TX, Houston — The Houston City Council enacted extensive changes to the city’s animal ordinances at its meeting on March 26, 2014. An initial proposal could have effectively ended hobby breeding in Houston. A revised proposal, developed in conjunction with the Houston Kennel Club and other hobbyists, would permit hobby breeding to continue as long as an individual obtains a hobby breeder permit. However, AKC GR remains concerned about several aspects of the new ordinance. First, the AKC believes that mandating the sterilization of all animals on first impound (with a few exceptions) is unreasonable. AKC is also concerned that all ownership rights in an impounded dog would be automatically and completely divested after a short impoundment period. Owners attempting to redeem their animals after that time would have no preferred right to possession, or any specific procedural rights to help them regain possession. Additionally, during the March 26 meeting an unexpected amendment was included that limits ownership of animals in Houston to three dogs and three cats. AKC GR issued a legislative alert and contacted the City Council to urge the development of other solutions. AKC GR will continue to work with Houston area clubs, fanciers, and enthusiasts to address the controversial aspects of the new Houston law.
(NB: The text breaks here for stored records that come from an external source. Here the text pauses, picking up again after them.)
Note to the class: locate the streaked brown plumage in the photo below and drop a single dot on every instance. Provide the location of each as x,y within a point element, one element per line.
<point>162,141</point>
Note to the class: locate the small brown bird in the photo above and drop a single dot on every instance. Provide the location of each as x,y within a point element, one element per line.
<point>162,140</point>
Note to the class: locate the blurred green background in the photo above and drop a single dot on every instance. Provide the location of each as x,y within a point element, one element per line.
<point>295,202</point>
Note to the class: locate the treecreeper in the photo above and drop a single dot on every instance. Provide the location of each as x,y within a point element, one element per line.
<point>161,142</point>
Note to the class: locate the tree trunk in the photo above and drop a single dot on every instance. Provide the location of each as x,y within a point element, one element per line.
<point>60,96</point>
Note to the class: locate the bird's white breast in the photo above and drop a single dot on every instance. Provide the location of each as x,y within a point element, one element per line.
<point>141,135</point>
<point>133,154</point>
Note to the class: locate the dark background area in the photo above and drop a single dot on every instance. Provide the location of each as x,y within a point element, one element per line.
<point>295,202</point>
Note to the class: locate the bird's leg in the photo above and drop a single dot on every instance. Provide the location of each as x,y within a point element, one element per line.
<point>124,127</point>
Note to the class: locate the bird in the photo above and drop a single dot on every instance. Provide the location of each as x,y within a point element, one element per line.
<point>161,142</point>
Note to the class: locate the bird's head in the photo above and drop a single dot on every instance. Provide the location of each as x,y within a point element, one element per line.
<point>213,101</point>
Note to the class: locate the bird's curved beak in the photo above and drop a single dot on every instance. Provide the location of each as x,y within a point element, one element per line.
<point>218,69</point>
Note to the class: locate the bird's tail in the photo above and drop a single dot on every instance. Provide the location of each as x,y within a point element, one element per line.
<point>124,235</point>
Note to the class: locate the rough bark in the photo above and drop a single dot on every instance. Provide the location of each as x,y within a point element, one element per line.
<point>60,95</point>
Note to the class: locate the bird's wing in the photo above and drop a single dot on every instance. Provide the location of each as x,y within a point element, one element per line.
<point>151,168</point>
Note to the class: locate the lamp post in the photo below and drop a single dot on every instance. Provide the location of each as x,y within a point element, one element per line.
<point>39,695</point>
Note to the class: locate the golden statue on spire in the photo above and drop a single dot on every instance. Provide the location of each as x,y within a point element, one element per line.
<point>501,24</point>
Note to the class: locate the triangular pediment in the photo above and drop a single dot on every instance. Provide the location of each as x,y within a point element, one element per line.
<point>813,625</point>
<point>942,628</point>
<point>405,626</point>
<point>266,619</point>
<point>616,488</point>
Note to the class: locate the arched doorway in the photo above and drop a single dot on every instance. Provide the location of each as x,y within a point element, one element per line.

WA, Yakima — The Yakima City Council voted to keep their breed-specific law in place, but is continuing to gather information and has indicated that the council will consider breed-neutral dangerous dog ordinances in the future. AKC GR has sent a letter to the council supporting a repeal of the breed-specific law and continues to work with local dog clubs and owners.
WI, Madison — The City of Madison is seeking to require sterilization of “pit bulls” in an effort to address shelter overpopulation. The ordinance defines a “pit bull” as an American pit bull terrier, American Staffordshire Terrier, Staffordshire Bull Terrier, or any mixed breed displaying similar physical characteristics. The Public Health Department of Madison and Dane County are permitted to inspect any dog to determine if it meets this definition. Exceptions include “show dogs”, provided the owner submits documentation with pedigree information and verification that the dog has participated in at least one AKC, UKC or ADBA conformation event in the past 365 days. This must continue for the life of the dog for the exemption to apply, and no female may produce more than one litter a year. Additionally, the owner must allow their “breeding facility” to be open for inspection. It is unclear what this would entail or what would be inspected, specifically if someone owns an intact dog but is not breeding. The proposal was approved by the Public Safety Review Committee and opposed on a 4-4 vote by the Board of Health. The proposal was tabled on March 18 but may be brought up at a future meeting.